Garage Shield protects from simpler attacks
A common concern when it comes to smart garage door openers and voice control, from end users and devices makers alike, is one of security. Does this make it easy for an intruder to open your door? In some cases it may, but the intruder would need to be more tech savvy, and likely know something about your setup. The vast majority of petty thieves are not going to worry about that stuff, the much more likely attack on your garage is from a simple piece of wire.
It’s known as the ‘6 second break-in’ because that’s how long it takes an experienced intruder to open your garage door without any signs of forced entry.

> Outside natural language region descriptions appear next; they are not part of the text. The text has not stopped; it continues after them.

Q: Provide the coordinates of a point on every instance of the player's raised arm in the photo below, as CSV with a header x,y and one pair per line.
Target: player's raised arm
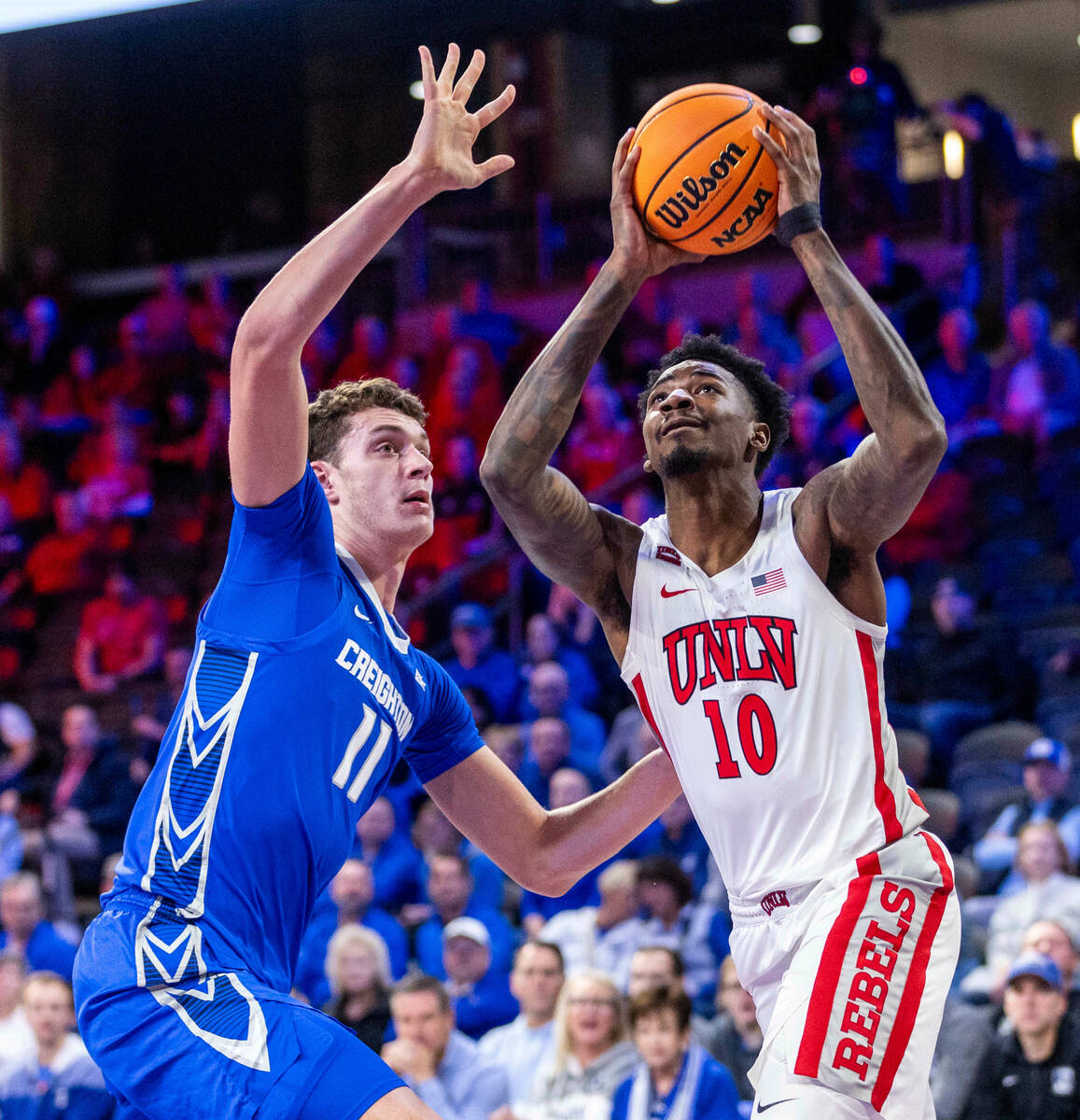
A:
x,y
569,540
872,494
268,434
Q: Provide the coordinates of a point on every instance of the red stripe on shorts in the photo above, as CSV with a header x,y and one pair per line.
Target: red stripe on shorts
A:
x,y
883,796
638,688
917,979
824,983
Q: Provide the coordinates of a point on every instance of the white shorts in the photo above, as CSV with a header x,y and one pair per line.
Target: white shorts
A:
x,y
849,978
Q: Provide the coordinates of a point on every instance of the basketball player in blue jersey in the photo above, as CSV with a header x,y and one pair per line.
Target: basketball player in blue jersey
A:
x,y
302,695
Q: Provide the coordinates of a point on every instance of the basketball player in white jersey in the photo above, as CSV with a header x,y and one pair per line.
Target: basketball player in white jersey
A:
x,y
750,628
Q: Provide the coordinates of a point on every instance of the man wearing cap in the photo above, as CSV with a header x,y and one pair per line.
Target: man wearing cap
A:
x,y
479,994
1031,1074
480,664
1046,770
438,1063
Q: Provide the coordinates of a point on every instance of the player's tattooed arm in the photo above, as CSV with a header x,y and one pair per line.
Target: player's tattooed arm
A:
x,y
268,432
580,546
873,493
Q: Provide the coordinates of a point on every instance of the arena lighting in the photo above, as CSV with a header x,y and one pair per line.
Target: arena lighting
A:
x,y
806,22
804,34
952,148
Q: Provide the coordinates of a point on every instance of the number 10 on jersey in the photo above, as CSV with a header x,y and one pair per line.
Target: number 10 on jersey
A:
x,y
756,736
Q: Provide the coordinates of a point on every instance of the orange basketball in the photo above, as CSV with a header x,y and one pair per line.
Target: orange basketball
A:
x,y
703,182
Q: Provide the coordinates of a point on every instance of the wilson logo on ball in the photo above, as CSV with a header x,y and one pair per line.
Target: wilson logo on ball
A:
x,y
676,211
704,182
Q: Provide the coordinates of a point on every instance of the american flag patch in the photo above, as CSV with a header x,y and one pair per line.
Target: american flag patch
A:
x,y
771,581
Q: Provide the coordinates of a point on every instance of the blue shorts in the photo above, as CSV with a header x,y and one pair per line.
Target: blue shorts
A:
x,y
176,1037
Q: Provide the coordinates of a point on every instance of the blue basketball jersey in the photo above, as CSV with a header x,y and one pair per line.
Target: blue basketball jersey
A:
x,y
302,698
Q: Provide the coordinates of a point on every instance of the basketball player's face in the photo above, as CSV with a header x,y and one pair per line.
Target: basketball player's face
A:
x,y
698,417
381,486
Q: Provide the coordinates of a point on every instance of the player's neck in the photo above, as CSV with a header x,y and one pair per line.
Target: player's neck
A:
x,y
712,520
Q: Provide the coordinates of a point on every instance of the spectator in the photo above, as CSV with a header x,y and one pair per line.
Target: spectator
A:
x,y
25,932
121,637
1046,768
94,794
479,661
479,994
1031,1074
351,893
549,693
592,1054
953,681
600,938
1040,393
358,968
959,380
526,1044
1050,895
17,1040
675,1078
734,1037
396,865
672,918
549,750
603,442
438,1063
59,1079
451,890
543,642
962,1041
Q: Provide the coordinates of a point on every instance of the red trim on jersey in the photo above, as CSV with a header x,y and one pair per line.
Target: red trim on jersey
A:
x,y
638,688
824,983
917,979
883,796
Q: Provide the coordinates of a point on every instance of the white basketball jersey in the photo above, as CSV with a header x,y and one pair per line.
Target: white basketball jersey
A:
x,y
767,695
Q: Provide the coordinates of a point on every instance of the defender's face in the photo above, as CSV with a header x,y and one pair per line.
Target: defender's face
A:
x,y
699,415
382,481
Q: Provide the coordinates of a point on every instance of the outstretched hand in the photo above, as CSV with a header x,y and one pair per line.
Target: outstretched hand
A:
x,y
796,158
442,147
637,251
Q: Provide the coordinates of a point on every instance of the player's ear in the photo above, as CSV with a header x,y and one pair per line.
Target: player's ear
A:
x,y
324,475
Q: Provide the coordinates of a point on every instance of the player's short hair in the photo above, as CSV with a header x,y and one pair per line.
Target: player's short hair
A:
x,y
772,403
329,414
420,981
660,1000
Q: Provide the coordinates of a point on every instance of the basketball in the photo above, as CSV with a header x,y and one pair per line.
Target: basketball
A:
x,y
703,180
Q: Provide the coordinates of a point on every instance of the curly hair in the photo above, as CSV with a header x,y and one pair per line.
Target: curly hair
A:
x,y
328,415
772,403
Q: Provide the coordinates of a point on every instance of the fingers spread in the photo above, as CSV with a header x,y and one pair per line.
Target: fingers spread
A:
x,y
494,109
449,67
427,73
494,166
468,81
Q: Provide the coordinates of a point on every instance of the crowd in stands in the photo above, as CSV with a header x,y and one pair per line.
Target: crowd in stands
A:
x,y
617,1000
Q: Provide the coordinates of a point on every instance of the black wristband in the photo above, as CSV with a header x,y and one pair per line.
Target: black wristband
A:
x,y
801,218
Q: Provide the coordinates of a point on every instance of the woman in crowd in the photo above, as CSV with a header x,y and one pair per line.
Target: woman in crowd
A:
x,y
358,967
592,1054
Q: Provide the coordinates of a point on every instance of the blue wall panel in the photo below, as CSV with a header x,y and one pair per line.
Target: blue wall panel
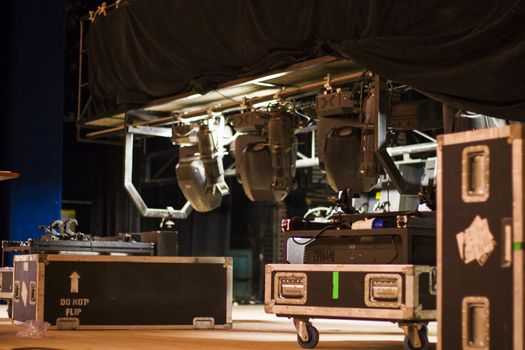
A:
x,y
32,119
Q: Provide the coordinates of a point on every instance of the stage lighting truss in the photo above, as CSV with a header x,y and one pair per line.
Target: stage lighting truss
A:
x,y
348,141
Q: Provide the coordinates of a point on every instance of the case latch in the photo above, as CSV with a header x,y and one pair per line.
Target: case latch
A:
x,y
68,323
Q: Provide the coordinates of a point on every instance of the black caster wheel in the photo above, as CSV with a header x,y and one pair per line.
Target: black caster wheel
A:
x,y
423,335
313,338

There are home grown fixes being shared for this, but they either leave your family vulnerable in an emergency or violate federal safety regulations by impeding the emergency release mechanism.
How does it work?
With common panel lift garage doors all it takes is to wedge the top panel slightly open, then insert a specially crafted length of wire hangar to hook the emergency release rope or latch. Once released, the intruder need only lift the door and go on inside.
What’s worse is that they can then close the door behind them, providing concealment and even refuge from any police attendance. Why? Because police will look for signs of forced entry, and won’t investigate further if there aren’t any.
Worse still, your insurance won’t likely pay out a claim without sign of forced entry, so you’ll be out of pocket for anything that gets taken.
Here’s a piece from CBS on the attack.
How to protect against the 6 second attack
Using the commonly shared zip tie method shown in the video leaves you potentially at risk in the event of an actual emergency. There is no guarantee you can break the zip tie when you need to open the door, especially if you have young or elderly household members. Instead, there are some simple, inexpensive products that provide a physical barrier to prevent the wire reaching emergency the latch.
My recommendation is the Garage Shield. It’s super easy to install, and requires no tools to do so. Basically It’s a simple shield made from recycled plastic that snaps into place on the opener mechanism and blocks that access. Being plastic is important as it keep the weight down, and prevents any risk of damage to the garage opener. It also prevents any rattles or other annoying noises.
Installing the Garage Shield
Getting this protection in place is fairly straight forward.
Push the plastic rivets into the brace.
Place the shield on the front side of the J-arm (the rod that pulls the door open).
Position the brace on the opposite side of the J-arm.
Push the rivets through into the shield.
Tighten the thumb screw to hold the J-arm.
That’s it. Super simple and takes less than a minute. Once in place, there is no way to get a wire around the shield to hook the release latch.
As we connect our homes to make them smarter, it’s important that we are aware of the security implications of devices and services that directly impact the entry points to our home. Most smart home platforms have protections in place to ensure that smart garage door openers can’t be activated without our knowledge, either by requiring an extra PIN code, or preventing automated control without explicit confirmation.
Beyond protecting our network devices, though, we also have to keep in mind physical security, especially when it comes to easily exploitable hacks like the 6 second break-in. Using a simple garage shield provides complete mitigation at very low cost, and maintains safety by ensuring the emergency features of the garage door opener remain intact.